The Rpart Tree confirms that Process predictors are significant and important, they have have over 10% over observations in their nodes and probability of Yield range is 38-42 on both ends of the equation
Code used in analysis
knitr::opts_chunk$set(
echo = FALSE,
message = FALSE,
warning = FALSE
)
#knitr::opts_chunk$set(echo = TRUE)
require(knitr)
library(ggplot2)
library(tidyr)
library(MASS)
library(psych)
library(kableExtra)
library(dplyr)
library(faraway)
library(gridExtra)
library(reshape2)
library(leaps)
library(pROC)
library(caret)
library(naniar)
library(pander)
library(pROC)
library(mlbench)
library(e1071)
library(fpp2)
library(urca)
library(mlbench)
set.seed(200)
simulated <- mlbench.friedman1(200, sd = 1)

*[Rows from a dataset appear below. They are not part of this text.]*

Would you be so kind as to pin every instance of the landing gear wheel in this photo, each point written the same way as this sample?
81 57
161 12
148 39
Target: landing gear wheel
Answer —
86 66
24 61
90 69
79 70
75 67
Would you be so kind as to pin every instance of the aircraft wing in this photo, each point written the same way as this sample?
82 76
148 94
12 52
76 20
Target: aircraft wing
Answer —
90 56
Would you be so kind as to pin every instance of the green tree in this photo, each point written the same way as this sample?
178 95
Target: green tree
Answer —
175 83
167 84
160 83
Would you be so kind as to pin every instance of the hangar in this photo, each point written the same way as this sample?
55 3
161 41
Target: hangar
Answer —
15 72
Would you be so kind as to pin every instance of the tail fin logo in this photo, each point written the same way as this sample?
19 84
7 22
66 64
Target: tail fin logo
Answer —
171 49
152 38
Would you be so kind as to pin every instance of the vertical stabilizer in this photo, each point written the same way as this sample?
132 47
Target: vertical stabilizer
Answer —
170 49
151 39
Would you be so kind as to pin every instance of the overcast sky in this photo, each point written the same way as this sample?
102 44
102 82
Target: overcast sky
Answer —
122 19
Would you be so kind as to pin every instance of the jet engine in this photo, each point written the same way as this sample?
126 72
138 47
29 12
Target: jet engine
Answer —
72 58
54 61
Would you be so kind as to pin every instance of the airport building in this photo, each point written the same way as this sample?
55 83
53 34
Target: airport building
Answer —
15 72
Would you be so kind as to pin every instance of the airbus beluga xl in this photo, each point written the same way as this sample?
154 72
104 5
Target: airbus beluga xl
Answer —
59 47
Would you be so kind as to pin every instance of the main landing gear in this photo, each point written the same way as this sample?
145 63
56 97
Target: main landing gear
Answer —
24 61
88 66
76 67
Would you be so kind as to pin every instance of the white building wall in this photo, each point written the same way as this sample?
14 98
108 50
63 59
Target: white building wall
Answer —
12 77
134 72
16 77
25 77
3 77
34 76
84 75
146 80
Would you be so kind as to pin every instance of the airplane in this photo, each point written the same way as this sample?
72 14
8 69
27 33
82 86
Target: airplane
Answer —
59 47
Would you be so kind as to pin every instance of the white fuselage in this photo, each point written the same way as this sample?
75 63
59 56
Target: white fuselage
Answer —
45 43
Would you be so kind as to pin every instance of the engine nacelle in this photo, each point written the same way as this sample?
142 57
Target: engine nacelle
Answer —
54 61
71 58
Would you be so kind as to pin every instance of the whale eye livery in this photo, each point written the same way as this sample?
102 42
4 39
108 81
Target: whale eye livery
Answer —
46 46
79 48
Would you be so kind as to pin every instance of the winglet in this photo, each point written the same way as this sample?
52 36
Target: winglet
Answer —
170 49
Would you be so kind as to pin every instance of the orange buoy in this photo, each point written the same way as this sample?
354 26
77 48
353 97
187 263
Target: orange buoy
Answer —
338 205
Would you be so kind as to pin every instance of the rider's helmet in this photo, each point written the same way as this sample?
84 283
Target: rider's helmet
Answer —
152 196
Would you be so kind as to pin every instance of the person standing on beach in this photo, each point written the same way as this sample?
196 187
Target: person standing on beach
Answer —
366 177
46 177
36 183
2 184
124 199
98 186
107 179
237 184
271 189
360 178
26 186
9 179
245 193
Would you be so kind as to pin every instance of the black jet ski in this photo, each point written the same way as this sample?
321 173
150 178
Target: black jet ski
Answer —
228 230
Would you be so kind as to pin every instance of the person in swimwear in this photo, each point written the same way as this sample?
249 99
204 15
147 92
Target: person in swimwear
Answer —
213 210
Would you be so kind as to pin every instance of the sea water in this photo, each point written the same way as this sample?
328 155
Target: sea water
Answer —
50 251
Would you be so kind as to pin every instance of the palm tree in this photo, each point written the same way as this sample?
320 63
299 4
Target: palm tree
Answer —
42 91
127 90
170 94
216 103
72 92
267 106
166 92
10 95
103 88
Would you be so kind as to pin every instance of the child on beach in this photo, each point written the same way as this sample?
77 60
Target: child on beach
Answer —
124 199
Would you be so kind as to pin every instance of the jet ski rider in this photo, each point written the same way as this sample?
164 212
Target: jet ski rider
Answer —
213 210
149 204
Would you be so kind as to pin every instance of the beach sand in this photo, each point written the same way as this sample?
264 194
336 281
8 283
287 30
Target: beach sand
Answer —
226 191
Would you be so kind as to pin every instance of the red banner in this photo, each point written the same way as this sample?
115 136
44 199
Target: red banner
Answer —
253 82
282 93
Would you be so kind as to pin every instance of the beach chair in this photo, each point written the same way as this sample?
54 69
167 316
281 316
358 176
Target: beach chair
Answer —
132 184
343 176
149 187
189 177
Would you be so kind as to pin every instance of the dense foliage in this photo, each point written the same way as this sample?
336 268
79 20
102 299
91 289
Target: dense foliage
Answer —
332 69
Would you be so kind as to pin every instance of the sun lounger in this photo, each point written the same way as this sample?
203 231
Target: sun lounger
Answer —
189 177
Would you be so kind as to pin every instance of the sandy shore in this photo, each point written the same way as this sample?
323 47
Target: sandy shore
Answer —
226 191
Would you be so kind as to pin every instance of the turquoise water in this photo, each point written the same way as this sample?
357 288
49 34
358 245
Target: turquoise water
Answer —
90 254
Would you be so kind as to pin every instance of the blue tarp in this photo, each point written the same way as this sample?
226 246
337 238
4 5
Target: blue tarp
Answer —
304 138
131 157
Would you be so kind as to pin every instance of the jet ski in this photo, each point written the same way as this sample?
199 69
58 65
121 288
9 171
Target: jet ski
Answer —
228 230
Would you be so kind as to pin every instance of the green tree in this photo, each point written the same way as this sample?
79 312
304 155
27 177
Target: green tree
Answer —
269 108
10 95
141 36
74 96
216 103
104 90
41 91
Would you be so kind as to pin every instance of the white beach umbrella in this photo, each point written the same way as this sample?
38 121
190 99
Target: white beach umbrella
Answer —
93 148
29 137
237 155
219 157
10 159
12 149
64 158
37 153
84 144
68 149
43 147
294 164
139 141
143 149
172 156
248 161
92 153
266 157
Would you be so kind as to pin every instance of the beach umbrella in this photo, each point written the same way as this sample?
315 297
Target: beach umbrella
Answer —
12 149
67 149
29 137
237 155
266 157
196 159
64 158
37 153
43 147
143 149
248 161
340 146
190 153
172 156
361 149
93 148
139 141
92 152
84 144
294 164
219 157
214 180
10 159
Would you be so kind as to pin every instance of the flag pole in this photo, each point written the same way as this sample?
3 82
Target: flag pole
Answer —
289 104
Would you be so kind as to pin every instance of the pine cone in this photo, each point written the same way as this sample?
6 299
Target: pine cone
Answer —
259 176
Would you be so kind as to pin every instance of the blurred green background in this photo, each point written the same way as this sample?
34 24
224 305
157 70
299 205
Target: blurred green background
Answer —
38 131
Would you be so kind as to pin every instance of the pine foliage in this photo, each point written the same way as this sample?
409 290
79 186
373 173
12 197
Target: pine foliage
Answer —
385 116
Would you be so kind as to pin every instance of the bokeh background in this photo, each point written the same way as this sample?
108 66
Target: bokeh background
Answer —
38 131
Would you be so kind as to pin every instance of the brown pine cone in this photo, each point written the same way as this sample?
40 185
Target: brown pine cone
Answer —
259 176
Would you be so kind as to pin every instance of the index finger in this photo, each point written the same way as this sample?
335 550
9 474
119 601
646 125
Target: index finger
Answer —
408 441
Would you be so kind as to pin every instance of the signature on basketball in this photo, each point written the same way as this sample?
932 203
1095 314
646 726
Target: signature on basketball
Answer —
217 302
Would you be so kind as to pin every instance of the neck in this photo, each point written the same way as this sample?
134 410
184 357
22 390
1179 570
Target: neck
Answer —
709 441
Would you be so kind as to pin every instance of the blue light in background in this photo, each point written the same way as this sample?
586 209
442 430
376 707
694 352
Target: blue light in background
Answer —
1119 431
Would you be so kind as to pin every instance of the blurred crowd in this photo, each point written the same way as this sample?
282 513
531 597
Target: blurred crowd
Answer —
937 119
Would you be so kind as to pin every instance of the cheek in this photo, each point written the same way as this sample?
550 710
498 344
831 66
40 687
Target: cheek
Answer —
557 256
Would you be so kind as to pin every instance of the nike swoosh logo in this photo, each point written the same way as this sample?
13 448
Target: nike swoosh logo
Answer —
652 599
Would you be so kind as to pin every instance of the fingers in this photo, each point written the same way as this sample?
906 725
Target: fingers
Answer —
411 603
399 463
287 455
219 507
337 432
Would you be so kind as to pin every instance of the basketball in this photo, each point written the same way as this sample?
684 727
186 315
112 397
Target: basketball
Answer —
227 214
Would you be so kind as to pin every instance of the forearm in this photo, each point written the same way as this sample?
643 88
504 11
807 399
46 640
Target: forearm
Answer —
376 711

simulated <- cbind(simulated$x, simulated$y)
simulated <- as.data.frame(simulated)
colnames(simulated)[ncol(simulated)] <- "y"
set.seed(1234)
pd<-sample(2,nrow(simulated),replace = TRUE,prob=c(.7,.3))

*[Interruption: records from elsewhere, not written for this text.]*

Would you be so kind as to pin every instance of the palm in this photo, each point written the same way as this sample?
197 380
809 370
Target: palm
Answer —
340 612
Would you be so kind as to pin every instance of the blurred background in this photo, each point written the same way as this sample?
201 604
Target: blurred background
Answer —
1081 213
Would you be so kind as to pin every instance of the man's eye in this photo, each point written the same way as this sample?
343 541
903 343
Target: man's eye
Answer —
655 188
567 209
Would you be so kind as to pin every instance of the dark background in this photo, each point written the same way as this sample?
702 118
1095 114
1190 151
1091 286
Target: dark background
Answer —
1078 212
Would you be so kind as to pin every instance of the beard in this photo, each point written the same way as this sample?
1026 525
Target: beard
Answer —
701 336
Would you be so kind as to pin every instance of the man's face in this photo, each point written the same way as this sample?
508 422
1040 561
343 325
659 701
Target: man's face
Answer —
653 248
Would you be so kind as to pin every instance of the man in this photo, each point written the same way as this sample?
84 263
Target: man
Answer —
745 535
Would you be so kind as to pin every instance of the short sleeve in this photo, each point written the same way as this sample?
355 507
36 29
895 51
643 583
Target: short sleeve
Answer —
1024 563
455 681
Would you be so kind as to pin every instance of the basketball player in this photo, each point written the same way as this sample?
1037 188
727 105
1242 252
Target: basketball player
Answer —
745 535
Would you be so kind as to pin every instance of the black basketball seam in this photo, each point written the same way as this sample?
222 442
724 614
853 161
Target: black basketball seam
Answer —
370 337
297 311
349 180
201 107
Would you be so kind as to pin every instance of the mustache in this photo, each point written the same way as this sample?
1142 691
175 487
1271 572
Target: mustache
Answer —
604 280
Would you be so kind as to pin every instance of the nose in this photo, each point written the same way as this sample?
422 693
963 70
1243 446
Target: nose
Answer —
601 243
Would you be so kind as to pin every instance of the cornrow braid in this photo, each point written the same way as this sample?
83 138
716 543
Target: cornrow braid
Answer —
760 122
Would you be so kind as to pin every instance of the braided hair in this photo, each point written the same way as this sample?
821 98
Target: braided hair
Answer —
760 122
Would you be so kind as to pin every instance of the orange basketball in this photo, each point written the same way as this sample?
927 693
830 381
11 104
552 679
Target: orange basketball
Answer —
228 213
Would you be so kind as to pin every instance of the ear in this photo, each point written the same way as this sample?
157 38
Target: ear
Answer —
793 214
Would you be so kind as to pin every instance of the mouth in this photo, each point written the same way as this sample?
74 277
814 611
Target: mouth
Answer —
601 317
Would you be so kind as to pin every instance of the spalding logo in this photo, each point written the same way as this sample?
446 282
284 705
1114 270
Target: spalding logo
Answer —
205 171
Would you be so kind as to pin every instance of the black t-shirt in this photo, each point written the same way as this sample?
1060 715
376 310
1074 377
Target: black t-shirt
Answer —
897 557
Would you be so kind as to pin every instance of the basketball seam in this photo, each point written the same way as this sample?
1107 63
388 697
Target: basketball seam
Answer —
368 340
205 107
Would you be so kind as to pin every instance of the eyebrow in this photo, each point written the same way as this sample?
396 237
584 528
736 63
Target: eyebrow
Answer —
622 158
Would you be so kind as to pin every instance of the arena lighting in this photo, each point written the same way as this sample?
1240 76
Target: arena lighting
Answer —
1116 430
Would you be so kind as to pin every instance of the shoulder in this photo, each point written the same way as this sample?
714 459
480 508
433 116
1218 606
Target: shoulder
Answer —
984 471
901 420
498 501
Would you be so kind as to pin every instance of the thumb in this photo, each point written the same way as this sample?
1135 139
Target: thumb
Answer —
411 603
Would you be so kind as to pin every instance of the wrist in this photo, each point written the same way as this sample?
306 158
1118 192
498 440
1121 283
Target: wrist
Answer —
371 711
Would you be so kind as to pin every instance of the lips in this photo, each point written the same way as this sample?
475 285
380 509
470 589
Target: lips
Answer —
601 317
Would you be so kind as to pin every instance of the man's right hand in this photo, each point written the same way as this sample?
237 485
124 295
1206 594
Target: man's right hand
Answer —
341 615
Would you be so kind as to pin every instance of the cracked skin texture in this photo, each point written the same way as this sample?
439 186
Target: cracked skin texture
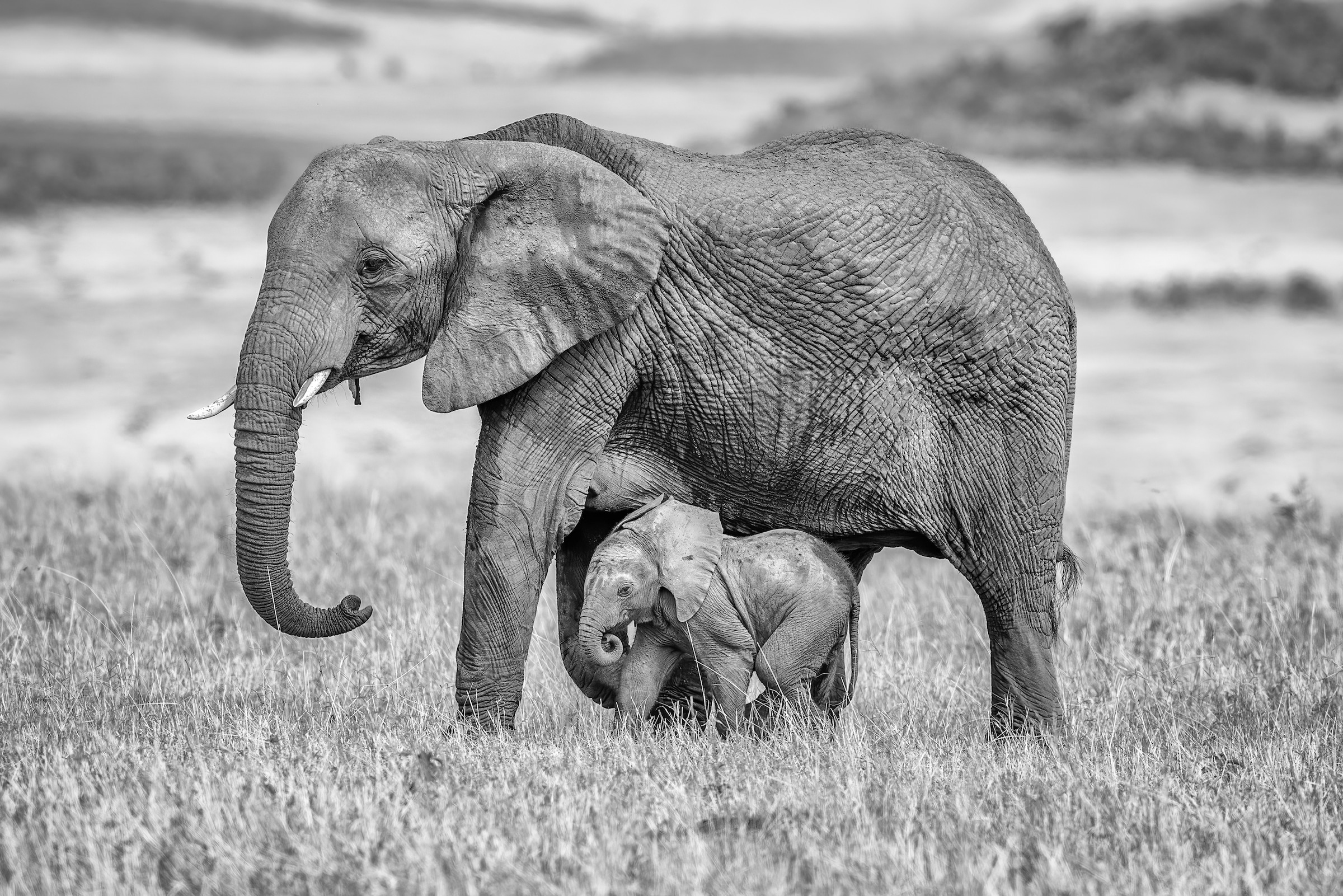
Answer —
861 336
851 334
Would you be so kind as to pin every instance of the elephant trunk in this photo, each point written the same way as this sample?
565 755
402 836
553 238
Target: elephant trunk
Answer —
599 645
265 440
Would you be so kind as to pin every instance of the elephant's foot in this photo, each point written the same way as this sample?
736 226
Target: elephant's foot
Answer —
1025 687
683 700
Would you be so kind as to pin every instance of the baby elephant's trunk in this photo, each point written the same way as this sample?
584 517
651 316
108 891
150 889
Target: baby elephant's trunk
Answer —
599 646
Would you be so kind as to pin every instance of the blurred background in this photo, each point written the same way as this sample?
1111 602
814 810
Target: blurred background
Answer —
1182 160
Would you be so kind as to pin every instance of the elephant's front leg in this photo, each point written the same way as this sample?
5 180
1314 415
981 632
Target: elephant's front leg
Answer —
645 672
534 464
598 683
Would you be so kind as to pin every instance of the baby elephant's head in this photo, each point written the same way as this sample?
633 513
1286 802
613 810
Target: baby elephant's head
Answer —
665 545
621 588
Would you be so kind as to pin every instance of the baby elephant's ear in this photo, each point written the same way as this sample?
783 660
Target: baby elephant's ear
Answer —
688 542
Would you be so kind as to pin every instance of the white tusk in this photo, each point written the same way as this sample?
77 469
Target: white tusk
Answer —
312 387
220 404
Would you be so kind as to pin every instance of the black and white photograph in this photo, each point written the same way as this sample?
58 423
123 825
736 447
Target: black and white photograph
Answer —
672 447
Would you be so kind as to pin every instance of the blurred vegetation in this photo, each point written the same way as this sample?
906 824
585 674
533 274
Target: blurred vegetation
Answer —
770 54
1075 98
86 163
225 22
1299 293
508 12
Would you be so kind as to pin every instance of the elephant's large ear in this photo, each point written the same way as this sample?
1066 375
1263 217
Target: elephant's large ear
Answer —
556 250
688 542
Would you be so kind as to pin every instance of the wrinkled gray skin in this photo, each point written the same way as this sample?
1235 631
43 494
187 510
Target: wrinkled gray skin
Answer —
851 334
778 603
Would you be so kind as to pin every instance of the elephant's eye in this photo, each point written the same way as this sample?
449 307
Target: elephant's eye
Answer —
373 266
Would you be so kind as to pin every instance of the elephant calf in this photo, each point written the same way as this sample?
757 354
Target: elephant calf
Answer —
778 603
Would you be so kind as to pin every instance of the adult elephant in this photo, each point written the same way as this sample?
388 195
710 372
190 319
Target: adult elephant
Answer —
847 332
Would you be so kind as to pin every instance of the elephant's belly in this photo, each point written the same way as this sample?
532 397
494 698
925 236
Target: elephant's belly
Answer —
625 480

traindata<-simulated[pd==1,]
testdata<-simulated[pd==2,]
require(randomForest)
require(caret)
require(vip)
model1 <- randomForest(y ~ ., data = traindata,importance = TRUE, ntree = 1000)
rfImp1 <- varImp(model1, scale = FALSE)
model1
rfImp1
importance(model1)
varImpPlot(model1, sort = TRUE)
plot(varUsed(model1))
cor.plot(traindata)
traindata$duplicate1 <- traindata$V1 + rnorm(nrow(traindata)) * .1
cor(traindata$duplicate1, traindata$V1)
model2<- randomForest(y ~ ., data = traindata,importance = TRUE, ntree = 1000)

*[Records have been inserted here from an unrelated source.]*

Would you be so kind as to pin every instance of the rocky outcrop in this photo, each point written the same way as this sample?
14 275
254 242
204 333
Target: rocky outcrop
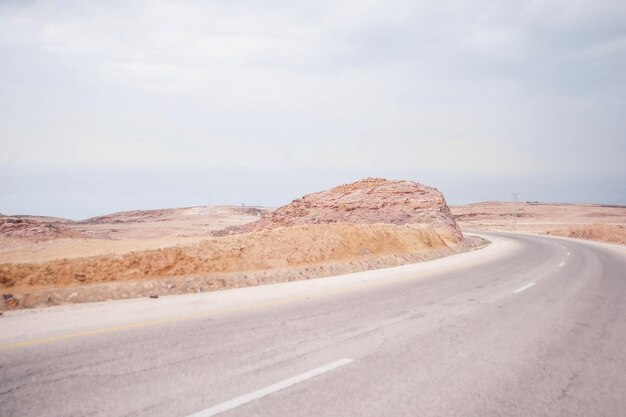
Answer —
372 200
33 229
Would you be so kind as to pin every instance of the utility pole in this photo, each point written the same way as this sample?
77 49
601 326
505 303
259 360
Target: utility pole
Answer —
515 210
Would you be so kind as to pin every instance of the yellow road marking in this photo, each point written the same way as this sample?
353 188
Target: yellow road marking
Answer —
189 317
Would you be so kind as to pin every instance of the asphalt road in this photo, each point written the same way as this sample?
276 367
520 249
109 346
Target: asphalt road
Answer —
535 329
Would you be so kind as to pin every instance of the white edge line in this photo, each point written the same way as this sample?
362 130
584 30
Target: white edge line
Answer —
525 287
270 389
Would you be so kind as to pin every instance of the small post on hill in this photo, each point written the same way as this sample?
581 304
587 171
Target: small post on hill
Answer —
515 210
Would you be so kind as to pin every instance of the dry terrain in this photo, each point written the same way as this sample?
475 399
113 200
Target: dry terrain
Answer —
587 221
370 224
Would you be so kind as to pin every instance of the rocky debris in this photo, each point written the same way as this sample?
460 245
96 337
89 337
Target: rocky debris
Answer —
372 200
9 301
33 229
101 291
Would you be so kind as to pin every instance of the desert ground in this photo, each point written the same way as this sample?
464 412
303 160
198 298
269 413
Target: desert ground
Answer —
604 223
371 224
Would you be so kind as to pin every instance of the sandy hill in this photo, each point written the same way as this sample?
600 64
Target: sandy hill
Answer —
369 201
369 224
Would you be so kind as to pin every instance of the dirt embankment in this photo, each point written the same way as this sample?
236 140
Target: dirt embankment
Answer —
306 251
370 224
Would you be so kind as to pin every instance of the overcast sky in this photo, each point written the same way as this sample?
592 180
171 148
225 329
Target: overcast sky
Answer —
116 105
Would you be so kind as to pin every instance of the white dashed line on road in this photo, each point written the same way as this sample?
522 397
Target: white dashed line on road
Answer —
270 389
525 287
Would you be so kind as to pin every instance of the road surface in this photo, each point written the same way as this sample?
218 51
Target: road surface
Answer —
529 326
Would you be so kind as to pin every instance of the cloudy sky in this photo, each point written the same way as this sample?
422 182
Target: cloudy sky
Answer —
116 105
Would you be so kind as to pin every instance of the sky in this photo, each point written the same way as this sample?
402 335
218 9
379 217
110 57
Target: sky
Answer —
118 105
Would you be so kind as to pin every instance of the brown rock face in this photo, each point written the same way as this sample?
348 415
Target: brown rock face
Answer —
372 200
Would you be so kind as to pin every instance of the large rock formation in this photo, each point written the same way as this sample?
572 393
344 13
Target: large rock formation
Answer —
372 200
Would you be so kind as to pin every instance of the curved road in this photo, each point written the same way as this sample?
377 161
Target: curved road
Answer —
529 326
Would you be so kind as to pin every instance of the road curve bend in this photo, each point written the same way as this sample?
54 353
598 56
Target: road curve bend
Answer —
529 326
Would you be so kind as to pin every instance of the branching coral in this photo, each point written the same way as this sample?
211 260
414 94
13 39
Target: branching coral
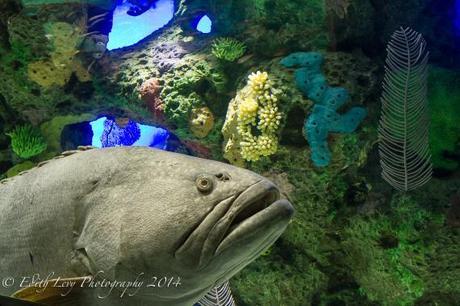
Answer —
27 142
253 121
228 49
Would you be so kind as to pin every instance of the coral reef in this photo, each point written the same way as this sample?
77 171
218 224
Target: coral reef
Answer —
324 118
15 170
445 131
149 92
27 142
52 129
201 122
182 93
254 108
65 39
228 49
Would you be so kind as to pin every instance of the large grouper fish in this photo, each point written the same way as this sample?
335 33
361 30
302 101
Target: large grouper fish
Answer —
179 225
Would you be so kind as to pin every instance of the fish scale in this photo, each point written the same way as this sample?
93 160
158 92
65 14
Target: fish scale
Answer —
129 212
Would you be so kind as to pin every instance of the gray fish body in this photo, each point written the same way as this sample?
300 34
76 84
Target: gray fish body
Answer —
129 214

rfImp2 <- varImp(model2, scale = FALSE)
rfImp2
importance(model2)
varImpPlot(model2, sort = TRUE)
require(party)
require(partykit)
model3<- cforest(y ~ ., data = traindata)
rfImp3 <- t(replicate(2, varimp(model3 ,conditional = TRUE)))
boxplot(rfImp3)
vip(model3)
#Boosted Trees by GBM or Gradent Boosting Machines
library(gbm)
model4<-gbm(y~., data=traindata, distribution = "gaussian")
summary(model4)
gbmGrid<- expand.grid(.interaction.depth=seq(1,12, by=1),
.n.trees = seq(100, 1000, by=50),
.shrinkage = c(.01, .1),
.n.minobsinnode = FALSE)
set.seed(100)
gbmTune<- train(traindata, traindata$y,
method = "gbm",
tuneGrid = gbmGrid,
verbose = FALSE)
plot(gbmTune)
vip(model4)
#Cubist
library(Cubist)
model5<-cubist(x=traindata[,-11], y=traindata$y, committees = 10, neighbor=1)
#summary(model5)
p1 <- dotplot(model5, what = "splits",main='Conditions')
p2 <- dotplot(model5, what = "coefs",main='Coefs')
grid.arrange(p1,p2)
vip(model5)
library(mlbench)
set.seed(100)
simulated <- mlbench.friedman1(100, sd = 1.5)
simulated <- cbind(simulated$x, simulated$y)
simulated <- as.data.frame(simulated)
colnames(simulated)[ncol(simulated)] <- "y"
set.seed(1234)
pd<-sample(2,nrow(simulated),replace = TRUE,prob=c(.7,.3))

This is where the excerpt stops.